Our study evidenced a 34.7% increase in radiation doses with DECT compared with SECT. However, the mean CTDI and mean DLP (9.7 mGy, 678.1 mGy cm, respectively) within the DECT group remained below the American diagnostic reference levels (12 mGy, 774 mGy*cm) [39]. Moreover, our radiation doses were approximately 50% lower than those reported in previous studies comparing DECT and SECT [17,40]. In fact, Bae et al. and Nakaura et al. used the SECT technique for the portal venous phase and reported CTDI values of 23.7 mGy and 18.6 mGy, respectively, which are higher than their SECT means CTDI of 7.2 mGy and their DECT CTDI of 9.7 mGy. Thus, a balance must be found between reducing contrast volume and increasing radiation exposure, which may vary depending on the population of interest. In the oncologic population, patients are often elderly with a high prevalence of chronic kidney impairment and limited risk of radiation-induced cancer, shifting the balance in favor of contrast reduction.

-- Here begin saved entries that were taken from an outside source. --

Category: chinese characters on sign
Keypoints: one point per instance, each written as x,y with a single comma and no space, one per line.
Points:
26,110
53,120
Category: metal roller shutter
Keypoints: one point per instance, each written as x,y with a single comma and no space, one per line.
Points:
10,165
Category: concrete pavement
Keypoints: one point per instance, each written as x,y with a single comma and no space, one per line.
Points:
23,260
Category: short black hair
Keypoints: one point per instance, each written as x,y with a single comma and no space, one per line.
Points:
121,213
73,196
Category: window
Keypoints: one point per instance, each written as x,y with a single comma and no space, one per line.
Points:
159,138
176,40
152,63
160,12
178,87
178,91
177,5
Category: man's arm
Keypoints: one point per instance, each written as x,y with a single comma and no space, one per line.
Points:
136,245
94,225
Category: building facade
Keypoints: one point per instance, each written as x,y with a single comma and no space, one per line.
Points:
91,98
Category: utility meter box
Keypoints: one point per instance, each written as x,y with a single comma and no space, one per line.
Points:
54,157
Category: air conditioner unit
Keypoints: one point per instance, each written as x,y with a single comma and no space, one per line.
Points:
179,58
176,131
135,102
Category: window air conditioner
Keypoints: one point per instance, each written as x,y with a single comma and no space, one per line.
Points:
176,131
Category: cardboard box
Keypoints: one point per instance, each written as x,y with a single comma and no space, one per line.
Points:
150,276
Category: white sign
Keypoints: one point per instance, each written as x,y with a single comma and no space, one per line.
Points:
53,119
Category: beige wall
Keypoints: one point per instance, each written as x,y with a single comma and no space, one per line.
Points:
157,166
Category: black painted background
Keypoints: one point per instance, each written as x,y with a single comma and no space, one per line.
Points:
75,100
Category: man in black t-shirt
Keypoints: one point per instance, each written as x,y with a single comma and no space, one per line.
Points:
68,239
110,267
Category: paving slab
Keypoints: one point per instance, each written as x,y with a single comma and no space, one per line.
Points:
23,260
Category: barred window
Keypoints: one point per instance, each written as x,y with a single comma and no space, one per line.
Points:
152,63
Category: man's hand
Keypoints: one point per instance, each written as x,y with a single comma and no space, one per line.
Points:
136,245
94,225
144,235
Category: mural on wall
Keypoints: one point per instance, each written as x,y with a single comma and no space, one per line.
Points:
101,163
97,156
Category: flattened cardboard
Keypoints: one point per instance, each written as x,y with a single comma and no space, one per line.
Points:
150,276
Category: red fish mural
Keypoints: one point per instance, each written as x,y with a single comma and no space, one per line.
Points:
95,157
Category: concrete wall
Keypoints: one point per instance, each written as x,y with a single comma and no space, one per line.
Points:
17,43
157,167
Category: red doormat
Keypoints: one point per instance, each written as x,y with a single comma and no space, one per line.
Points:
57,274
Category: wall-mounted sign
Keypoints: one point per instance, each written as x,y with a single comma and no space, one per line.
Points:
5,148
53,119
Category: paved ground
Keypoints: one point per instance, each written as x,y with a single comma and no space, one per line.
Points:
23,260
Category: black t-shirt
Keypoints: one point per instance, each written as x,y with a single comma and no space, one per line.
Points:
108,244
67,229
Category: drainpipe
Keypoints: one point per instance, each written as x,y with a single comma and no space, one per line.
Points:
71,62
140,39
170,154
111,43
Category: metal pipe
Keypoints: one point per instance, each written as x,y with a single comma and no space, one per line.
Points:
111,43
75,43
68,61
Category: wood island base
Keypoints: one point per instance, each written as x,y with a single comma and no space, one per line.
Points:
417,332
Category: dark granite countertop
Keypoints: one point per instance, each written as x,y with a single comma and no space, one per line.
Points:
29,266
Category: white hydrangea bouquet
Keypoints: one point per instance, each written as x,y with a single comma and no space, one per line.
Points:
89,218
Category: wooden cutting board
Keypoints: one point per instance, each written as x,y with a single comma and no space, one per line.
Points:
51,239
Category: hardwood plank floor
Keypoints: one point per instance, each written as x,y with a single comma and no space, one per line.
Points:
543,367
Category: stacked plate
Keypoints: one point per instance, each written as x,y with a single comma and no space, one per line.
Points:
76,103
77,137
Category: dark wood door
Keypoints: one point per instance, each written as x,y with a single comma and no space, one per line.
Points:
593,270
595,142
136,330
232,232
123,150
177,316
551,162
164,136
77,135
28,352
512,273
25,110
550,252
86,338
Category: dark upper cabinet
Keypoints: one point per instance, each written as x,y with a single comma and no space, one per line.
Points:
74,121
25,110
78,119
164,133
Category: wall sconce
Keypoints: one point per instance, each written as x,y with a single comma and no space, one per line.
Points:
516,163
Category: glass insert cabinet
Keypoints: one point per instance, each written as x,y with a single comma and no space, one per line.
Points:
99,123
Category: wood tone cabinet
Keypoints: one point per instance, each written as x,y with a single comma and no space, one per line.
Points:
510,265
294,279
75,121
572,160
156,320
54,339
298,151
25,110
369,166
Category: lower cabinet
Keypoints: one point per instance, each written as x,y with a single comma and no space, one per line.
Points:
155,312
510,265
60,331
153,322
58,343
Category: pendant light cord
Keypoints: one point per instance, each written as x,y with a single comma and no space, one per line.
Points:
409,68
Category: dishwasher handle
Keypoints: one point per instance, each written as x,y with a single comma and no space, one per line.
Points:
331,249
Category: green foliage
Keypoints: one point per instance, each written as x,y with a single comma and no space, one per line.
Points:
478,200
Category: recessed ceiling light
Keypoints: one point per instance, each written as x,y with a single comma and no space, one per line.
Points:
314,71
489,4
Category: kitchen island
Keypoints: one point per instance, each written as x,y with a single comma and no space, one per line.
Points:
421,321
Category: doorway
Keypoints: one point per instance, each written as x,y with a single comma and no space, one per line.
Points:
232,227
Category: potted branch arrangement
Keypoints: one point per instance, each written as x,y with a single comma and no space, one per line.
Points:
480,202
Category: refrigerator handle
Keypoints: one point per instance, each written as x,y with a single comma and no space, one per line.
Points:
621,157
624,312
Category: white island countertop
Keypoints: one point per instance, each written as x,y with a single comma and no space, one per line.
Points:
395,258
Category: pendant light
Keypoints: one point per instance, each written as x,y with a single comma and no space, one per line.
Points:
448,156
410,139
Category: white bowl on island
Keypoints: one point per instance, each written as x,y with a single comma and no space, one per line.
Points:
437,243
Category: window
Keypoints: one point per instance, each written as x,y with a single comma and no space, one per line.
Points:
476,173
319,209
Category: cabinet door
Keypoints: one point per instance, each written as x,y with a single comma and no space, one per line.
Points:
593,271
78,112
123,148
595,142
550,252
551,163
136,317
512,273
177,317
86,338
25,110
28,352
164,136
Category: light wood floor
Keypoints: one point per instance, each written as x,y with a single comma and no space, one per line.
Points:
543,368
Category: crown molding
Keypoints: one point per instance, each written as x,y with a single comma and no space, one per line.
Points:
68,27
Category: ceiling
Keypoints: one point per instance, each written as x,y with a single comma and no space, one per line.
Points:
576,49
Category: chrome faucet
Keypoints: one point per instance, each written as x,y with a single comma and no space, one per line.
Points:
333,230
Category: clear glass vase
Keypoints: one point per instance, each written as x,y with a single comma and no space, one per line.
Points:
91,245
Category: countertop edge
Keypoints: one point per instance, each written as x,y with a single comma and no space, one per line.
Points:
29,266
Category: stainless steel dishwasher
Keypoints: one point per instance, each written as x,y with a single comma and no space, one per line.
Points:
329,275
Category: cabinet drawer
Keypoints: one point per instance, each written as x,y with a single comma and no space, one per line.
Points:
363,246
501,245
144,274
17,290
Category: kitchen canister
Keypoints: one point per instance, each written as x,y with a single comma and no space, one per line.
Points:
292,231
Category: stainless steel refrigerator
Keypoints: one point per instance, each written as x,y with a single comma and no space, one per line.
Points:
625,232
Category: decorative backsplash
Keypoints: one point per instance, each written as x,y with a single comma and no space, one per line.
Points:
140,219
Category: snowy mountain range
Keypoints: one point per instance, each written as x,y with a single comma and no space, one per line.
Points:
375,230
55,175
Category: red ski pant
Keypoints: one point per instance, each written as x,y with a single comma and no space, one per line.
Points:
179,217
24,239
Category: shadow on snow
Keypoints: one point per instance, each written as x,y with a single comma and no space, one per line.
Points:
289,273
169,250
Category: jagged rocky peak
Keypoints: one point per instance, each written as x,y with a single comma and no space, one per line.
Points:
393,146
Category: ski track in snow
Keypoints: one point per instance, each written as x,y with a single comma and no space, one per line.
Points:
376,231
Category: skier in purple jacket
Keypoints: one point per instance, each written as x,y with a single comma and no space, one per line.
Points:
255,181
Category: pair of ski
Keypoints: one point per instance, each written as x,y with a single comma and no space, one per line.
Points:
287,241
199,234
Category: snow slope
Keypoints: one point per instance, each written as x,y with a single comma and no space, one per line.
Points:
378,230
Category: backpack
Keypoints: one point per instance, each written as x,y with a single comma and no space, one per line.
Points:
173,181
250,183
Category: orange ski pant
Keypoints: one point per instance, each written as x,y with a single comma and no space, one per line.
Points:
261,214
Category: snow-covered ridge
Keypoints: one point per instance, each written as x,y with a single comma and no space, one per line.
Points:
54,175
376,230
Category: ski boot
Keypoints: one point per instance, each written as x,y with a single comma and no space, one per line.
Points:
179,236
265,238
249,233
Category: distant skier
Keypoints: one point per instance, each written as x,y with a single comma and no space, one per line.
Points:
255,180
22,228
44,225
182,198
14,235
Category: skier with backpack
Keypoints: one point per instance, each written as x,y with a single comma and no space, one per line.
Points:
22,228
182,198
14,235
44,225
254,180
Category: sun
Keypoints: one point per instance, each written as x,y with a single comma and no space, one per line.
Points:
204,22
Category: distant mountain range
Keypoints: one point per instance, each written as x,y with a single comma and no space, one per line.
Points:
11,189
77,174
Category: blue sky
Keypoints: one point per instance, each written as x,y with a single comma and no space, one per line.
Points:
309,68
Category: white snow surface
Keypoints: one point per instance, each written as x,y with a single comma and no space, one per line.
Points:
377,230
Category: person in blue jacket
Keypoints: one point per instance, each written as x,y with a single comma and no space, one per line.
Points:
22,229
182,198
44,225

This study has several limitations. The first limitation is the small sample size (35 patients), which may introduce heterogeneity due to variations in patient body composition, clinical context, and indications. The sample size was limited owing to the protocol introduction dates, subsequent machine upgrades, and the requirement that patients had previously undergone a CT exam. The small sample size increased the interpatient variability. Thus, a larger cohort study is required to confirm the present results and improve their generalizability. Second, patients with a BMI of >30 were excluded from our cohort, which represents a selection bias. However, as already stated, patients’ BMIs require specific investigation, as the optimal keV level for these patients is probably different from the general population. Another limitation is the comparison between SECT and DECT rather than focusing solely on the volume reduction in DECT. Nonetheless, our results demonstrated statistically comparable image quality between the two protocols.

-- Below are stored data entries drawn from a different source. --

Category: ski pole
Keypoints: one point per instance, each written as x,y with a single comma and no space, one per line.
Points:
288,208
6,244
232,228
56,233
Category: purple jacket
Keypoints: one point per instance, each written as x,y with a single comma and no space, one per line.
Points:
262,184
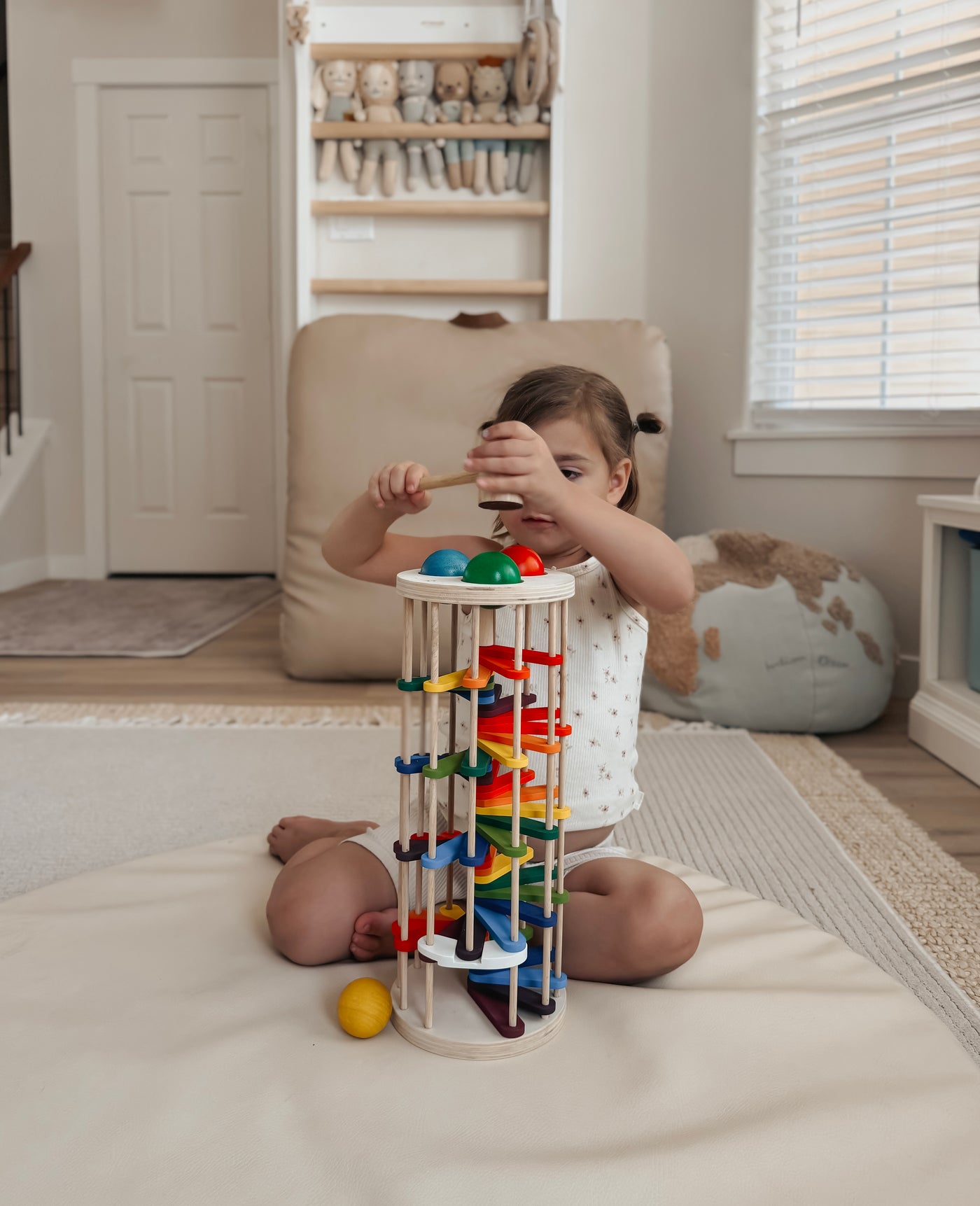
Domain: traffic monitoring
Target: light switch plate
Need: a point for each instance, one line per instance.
(352, 228)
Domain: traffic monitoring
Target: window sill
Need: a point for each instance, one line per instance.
(950, 452)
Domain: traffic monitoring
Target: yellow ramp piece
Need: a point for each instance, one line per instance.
(534, 811)
(447, 682)
(504, 754)
(500, 867)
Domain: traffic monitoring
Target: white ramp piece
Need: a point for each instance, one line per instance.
(442, 952)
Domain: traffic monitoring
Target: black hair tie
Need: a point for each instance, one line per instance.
(648, 423)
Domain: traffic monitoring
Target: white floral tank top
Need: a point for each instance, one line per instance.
(607, 645)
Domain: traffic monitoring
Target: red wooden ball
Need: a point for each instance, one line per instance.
(527, 560)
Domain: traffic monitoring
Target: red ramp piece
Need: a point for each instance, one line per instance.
(500, 783)
(497, 1012)
(499, 660)
(417, 929)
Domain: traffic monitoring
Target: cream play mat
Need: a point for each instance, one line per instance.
(157, 1051)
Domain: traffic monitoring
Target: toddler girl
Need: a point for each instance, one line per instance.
(564, 442)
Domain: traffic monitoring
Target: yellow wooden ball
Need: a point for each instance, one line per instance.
(364, 1007)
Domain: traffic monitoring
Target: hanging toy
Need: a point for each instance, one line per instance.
(531, 78)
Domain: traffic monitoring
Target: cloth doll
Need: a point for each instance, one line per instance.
(377, 87)
(415, 83)
(333, 95)
(489, 92)
(531, 73)
(452, 90)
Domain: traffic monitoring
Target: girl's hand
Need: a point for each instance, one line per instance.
(515, 460)
(396, 489)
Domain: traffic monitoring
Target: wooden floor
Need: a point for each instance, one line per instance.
(242, 667)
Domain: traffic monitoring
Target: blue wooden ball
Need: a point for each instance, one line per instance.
(445, 563)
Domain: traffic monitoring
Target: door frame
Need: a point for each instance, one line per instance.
(90, 76)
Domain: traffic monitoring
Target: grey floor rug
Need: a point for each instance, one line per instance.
(125, 617)
(74, 797)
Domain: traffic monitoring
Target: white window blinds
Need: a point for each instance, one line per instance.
(867, 206)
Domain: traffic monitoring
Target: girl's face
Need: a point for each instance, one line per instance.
(580, 457)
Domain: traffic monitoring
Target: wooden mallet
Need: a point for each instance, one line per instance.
(487, 500)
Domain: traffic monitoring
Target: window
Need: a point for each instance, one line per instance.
(867, 211)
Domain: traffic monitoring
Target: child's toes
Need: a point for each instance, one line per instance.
(364, 946)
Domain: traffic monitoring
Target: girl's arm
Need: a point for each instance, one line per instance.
(360, 544)
(648, 567)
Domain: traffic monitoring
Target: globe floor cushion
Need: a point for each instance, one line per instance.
(157, 1051)
(780, 638)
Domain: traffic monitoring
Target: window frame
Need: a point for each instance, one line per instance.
(831, 440)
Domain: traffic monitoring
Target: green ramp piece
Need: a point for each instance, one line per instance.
(500, 839)
(447, 765)
(529, 827)
(410, 684)
(531, 875)
(532, 894)
(481, 769)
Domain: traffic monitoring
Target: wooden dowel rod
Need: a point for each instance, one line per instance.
(407, 287)
(440, 480)
(402, 209)
(550, 779)
(559, 927)
(322, 52)
(536, 132)
(405, 800)
(432, 787)
(474, 718)
(515, 805)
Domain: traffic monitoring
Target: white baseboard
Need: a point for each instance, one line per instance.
(945, 734)
(16, 467)
(22, 573)
(73, 566)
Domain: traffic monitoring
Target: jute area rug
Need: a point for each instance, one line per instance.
(125, 617)
(780, 817)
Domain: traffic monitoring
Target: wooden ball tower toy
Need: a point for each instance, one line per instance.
(499, 990)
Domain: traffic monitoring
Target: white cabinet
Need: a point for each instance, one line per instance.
(944, 717)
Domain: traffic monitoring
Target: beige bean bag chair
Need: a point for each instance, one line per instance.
(365, 390)
(156, 1052)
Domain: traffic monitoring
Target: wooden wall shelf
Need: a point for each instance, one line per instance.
(326, 51)
(537, 130)
(434, 209)
(430, 288)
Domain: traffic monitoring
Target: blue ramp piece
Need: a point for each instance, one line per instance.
(481, 697)
(531, 913)
(527, 977)
(414, 766)
(481, 848)
(445, 853)
(499, 929)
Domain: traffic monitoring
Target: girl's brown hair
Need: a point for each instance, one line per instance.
(562, 391)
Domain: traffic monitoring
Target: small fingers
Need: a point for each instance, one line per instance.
(397, 480)
(414, 477)
(510, 430)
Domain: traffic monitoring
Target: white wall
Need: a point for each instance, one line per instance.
(43, 36)
(699, 188)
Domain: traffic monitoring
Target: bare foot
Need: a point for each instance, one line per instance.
(372, 935)
(293, 832)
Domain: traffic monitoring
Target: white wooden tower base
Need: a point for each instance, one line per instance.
(459, 1029)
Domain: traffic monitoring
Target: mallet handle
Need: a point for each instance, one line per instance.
(437, 482)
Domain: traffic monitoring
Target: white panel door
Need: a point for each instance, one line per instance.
(186, 250)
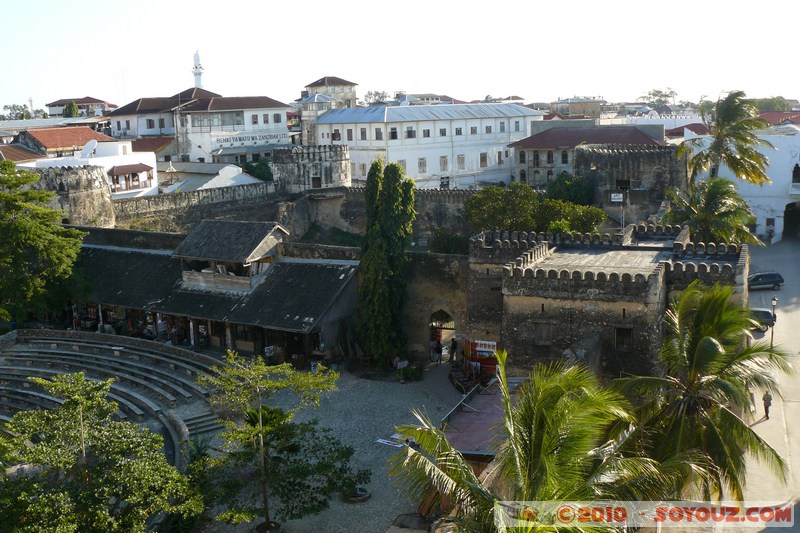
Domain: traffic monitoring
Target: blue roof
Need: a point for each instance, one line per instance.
(358, 115)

Further studies are needed to explore the potential of low-keV reconstruction in reducing ICM usage. To leverage the high contrast of lower-keV images, deep learning-based denoising can help reduce noise, which affects image quality, as demonstrated in various phantom studies [41,42]. Another alternative to reduce ICM in body imaging with DECT would be the lean-body-weight strategy for calculating the ICM volume, particularly when using low-keV VMI. A meta-analysis highlighted that the lean-body-weight strategy results in lower volumes than the total-body-weight strategy [43].

5. Conclusions

In conclusion, VMI_{60 keV} provided higher contrast enhancement and reduced image noise compared to SECT. DECT allows for a 30 mL reduction in ICM volume per patient compared to SECT while maintaining similar image quality.